The normal value of c-peptide reflects the secretion function of islet β cells, and is of guiding significance for the identification of diabetes mellitus and hypoglycemia.
Reference range for normal c-peptide values: CLIA method: 0. 9~7. 1μg/L ( 298~2350pmol/L)。 ECLIA method: serum or plasma on an empty stomach1. 1~4. 4μg/L ( 0.37~1. 47nmol/L), 24-hour urine 17. 2~181μg/24h ( 5. 74~60. 3nmol/24h)。 TrFIA method: on an empty stomach 0. 33~3. 76μg/L 。

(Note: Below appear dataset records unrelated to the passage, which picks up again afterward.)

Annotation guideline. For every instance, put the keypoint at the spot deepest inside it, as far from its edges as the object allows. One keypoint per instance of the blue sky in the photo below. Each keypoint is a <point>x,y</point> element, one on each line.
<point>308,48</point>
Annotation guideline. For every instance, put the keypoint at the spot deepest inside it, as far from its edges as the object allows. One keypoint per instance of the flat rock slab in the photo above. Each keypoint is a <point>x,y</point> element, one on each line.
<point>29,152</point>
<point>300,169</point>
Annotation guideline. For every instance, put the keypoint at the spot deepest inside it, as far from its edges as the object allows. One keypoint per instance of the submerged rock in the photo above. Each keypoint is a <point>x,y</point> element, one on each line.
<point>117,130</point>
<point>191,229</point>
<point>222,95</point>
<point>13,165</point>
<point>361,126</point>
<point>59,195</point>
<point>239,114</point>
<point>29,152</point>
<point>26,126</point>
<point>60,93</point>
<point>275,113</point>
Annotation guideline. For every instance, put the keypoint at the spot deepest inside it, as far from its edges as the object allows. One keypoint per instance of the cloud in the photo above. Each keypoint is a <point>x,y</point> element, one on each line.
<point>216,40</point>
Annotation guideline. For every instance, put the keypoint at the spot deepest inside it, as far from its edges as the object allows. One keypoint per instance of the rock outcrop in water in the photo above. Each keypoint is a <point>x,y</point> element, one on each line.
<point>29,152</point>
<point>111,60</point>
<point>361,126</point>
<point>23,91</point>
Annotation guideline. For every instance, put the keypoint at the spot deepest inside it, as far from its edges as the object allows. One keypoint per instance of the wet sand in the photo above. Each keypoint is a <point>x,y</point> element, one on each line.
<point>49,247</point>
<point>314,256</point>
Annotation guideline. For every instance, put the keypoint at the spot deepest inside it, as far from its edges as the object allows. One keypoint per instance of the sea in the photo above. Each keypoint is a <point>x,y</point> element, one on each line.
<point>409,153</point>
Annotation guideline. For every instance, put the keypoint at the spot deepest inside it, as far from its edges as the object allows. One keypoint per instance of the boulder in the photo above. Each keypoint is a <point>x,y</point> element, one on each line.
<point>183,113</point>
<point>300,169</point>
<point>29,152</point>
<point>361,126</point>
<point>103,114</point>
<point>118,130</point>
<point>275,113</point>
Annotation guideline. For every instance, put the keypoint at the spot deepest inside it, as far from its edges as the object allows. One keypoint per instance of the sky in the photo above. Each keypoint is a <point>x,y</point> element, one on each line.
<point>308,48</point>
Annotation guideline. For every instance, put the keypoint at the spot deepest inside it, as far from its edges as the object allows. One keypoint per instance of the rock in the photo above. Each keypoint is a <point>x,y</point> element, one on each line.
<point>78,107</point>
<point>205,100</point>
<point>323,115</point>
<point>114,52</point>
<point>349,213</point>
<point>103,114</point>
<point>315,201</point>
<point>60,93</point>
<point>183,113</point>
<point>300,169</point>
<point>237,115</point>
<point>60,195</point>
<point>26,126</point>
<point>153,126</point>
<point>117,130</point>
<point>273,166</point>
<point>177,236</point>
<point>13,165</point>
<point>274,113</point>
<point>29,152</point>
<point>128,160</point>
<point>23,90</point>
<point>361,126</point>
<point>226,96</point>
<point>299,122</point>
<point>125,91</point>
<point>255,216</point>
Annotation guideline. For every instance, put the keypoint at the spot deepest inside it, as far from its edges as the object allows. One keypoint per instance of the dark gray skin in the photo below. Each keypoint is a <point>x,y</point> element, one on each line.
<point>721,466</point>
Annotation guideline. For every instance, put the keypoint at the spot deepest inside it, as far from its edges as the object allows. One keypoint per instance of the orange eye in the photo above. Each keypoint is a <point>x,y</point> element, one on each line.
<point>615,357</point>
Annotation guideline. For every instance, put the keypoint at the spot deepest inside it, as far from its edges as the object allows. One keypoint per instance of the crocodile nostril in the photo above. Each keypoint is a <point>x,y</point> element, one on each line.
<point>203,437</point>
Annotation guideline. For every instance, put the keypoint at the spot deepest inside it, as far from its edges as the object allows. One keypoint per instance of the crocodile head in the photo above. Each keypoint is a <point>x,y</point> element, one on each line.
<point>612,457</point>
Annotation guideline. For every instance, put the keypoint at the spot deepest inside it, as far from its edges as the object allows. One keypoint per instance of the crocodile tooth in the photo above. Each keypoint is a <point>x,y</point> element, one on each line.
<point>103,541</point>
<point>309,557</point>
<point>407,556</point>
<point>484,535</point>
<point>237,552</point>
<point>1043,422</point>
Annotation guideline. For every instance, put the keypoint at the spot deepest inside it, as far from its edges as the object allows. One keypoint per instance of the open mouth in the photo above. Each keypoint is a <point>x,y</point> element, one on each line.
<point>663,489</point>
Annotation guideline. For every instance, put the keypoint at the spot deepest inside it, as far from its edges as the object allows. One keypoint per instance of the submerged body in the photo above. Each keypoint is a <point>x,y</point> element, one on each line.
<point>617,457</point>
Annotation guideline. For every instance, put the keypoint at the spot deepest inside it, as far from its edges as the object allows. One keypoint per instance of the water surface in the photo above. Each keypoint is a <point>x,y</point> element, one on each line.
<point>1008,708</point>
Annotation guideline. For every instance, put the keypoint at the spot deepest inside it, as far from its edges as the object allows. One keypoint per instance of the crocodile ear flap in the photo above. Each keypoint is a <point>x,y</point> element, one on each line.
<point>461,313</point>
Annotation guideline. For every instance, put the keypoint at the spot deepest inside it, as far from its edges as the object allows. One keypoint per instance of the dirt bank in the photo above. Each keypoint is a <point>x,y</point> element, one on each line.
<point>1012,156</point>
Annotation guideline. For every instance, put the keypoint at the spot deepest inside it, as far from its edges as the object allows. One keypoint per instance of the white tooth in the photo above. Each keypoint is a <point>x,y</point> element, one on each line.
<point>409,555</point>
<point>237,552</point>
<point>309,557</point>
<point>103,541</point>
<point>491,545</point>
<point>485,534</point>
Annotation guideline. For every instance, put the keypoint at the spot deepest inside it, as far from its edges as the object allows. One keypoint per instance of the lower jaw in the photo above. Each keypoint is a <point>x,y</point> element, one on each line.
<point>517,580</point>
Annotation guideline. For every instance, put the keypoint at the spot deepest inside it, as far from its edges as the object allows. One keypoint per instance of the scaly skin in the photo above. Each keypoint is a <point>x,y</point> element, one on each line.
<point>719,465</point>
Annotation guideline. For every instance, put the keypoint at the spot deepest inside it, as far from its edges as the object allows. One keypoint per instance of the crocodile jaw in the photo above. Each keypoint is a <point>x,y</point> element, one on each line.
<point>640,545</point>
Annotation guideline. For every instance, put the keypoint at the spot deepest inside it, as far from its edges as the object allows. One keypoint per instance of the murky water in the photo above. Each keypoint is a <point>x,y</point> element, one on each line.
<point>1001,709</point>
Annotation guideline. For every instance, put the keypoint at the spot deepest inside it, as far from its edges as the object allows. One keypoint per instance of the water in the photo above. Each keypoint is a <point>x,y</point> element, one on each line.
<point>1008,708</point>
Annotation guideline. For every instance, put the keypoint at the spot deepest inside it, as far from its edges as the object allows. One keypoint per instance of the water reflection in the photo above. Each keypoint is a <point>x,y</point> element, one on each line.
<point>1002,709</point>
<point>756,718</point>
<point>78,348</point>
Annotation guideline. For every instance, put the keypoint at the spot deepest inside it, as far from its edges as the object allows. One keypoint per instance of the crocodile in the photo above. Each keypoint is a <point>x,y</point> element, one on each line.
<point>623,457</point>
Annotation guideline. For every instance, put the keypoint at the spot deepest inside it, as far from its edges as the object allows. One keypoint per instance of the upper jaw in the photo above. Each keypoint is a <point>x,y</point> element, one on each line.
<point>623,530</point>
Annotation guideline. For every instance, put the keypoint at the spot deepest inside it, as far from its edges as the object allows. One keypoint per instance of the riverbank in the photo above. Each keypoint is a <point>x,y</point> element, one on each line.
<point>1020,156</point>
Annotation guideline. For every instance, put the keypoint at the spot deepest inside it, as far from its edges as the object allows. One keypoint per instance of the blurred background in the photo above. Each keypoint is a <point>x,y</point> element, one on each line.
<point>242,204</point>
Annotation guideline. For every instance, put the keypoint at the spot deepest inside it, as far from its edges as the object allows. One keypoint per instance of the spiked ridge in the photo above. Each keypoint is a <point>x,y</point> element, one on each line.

(4) No complications and abnormal liver and kidney function
Patients do not have severe acute and chronic complications of diabetes mellitus, abnormal liver function, renal insufficiency and other manifestations.
(5) No stress situation
There are no major surgeries, severe trauma, serious infections, etc., or the stress has been eliminated, and the condition is currently stable and the blood sugar is well controlled.
Only after the above conditions are met, it is possible to consider discontinuing insulin, switching to oral hypoglycemic drugs, and discussing with your doctor how to discontinue it.